No início do governo Sarney, a lei da informática brasileira levou os EUA a adotarem sanção contra uma lista enorme de produtos brasileiros, incluindo aço e suco de laranja. Com a sutileza que caracteriza os americanos, a lista foi anunciada dia 7 de setembro, quando o Brasil comemorava a independência. A sanção não foi implementada, depois de muita conversa.

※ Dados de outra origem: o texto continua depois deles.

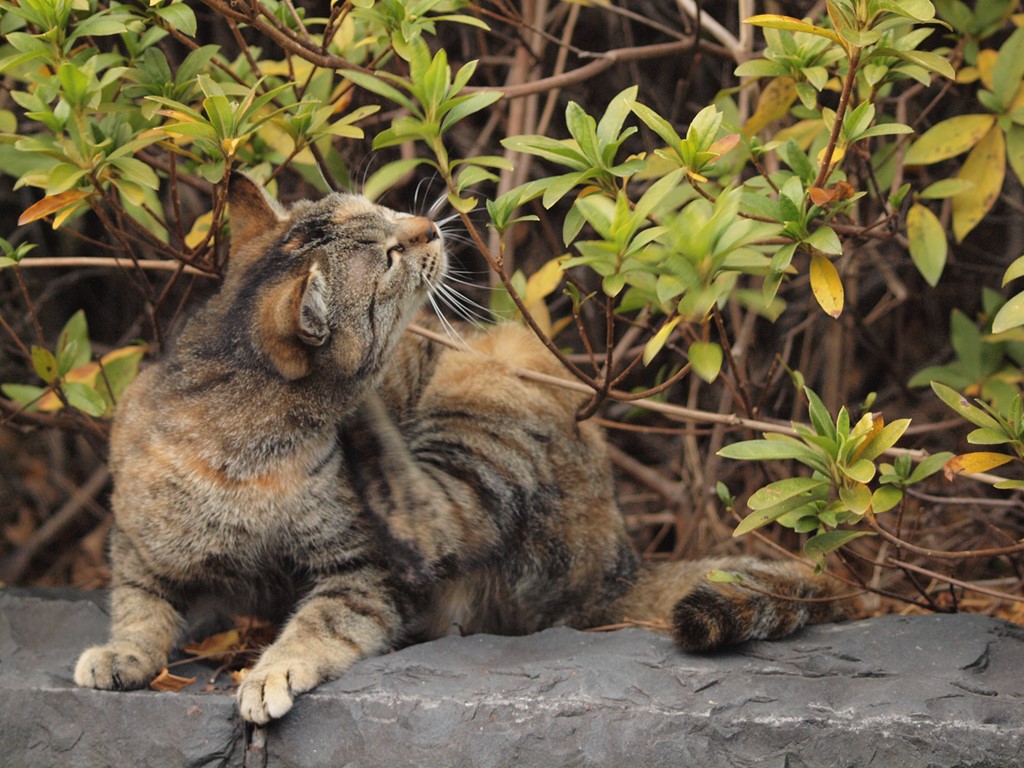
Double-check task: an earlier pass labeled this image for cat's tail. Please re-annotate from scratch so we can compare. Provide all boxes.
[611,556,858,651]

Mais tarde, em 1988, os EUA pressionaram o Brasil por causa da lei de patentes, que queriam mudar, e que conseguiram com as pressões ao longo do tempo, conforme Amorim.

Washington brandiu de novo contra o Brasil sua "seção 301" em 1994, ameaçando retaliar por causa de propriedade intelectual. Amorim foi a Washington discutir com o representante comercial americano, Mike Kantor, e em seguida veio a Genebra perguntar ao diretor-geral do então Gatt (antecessor da OMC) como podia contra-retaliar os americanos, já que o acordo da Rodada Uruguai sequer estava em vigor. No fim das contas, a ameaça não foi concretizada.

Na visão de Amorim, a nova política agressiva prometida por Trump demonstra que o Brasil fez bem em não ter concluído a Área de Livre Comércio das Américas (Alca). "Fico aliviado, porque se o Brasil tivesse assinado [a Alca] estaria hoje como o México, com uma dependência enorme."

Para o ex-ministro, se Trump seguir a linha que promete, o Brasil pode correr risco de novo na área de propriedade intelectual. O país usa às vezes implicitamente flexibilidades do Acordo de Trips, quebrando patente para produzir remédio mais barato. "Tem outros remédios que vão aparecer [para quebra de patente]", diz. Deu como exemplo um tratamento para hepatite C, que custa US$ 70 mil nos EUA. No Brasil, fica em US$ 7 mil, e no Egito, apenas US$ 300.

Para Amorim, só uma parte da indústria brasileira está ansiosa por acordo comercial com os EUA. "Na hora que um problema de saúde pública for afetado, o que vai acontecer?", indaga.

O governo Trump informou ao Congresso que quer dar prioridade a negociações bilaterais com países-chave, em vez de negociações globais na OMC. A Casa Branca avisa que vai usar todos os instrumentos disponíveis para arrancar concessões dos parceiros, para beneficiar os produtores americanos. Um negociador, ironicamente, indagou se isso significava usar forças militares nas negociações comerciais.

 

 

Valor econômico, v. 17, n. 4205, 02/03/2017. Brasil, p. A3.